Friday, July 27, 2012

The Ball and the Cross

Having been inspired by a dear friend to read better books, I began two this week. One, I've had in my Kindle for weeks now. I love real books and pages and holding paper, but this is one book I'm happy to have digitally. It is "Bonhoeffer: Paster, Martyr, Prophet, Spy" by Eric Metaxas. Have you seen this book? It's huge! I wouldn't ever be inspired to take it with me anywhere because of its size. But the Kindle didn't get any bigger when it was downloaded!
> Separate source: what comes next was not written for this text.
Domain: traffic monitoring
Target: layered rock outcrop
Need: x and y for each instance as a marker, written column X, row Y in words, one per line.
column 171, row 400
Free gothic-cross-pray-faith.jpg phone wallpaper by darcieThe other book I began is "The Ball and the Cross" by G.K. Chesterton. This one thrilled me in the first chapter because it started to explain something I've been thinking about for over four months now.  
The character named Lucifer claims, "...the cross is the conflict of two hostile lines, of irreconcilable direction. That silent thing up there is essentially a collision, a crash, a struggle in stone. ... The very shape of it is a contradiction in terms."

Then Michael responds, "But we like  contradictions in terms. Man is a contradiction in terms; he is a beast whose superiority to other beasts consists in having fallen That cross is, as you say, an eternal collision; so am I. That is a struggle in stone. Every form of life is a struggle in flesh."

The cross as contradiction itself has long been on my mind. This, however, is part of it's glory. It is the glory of a God who redeems the fallen and makes it whole and beautiful. When the horrible is intersected by the beautiful we then have a cross. And in many ways, this is the Christianity I believe in.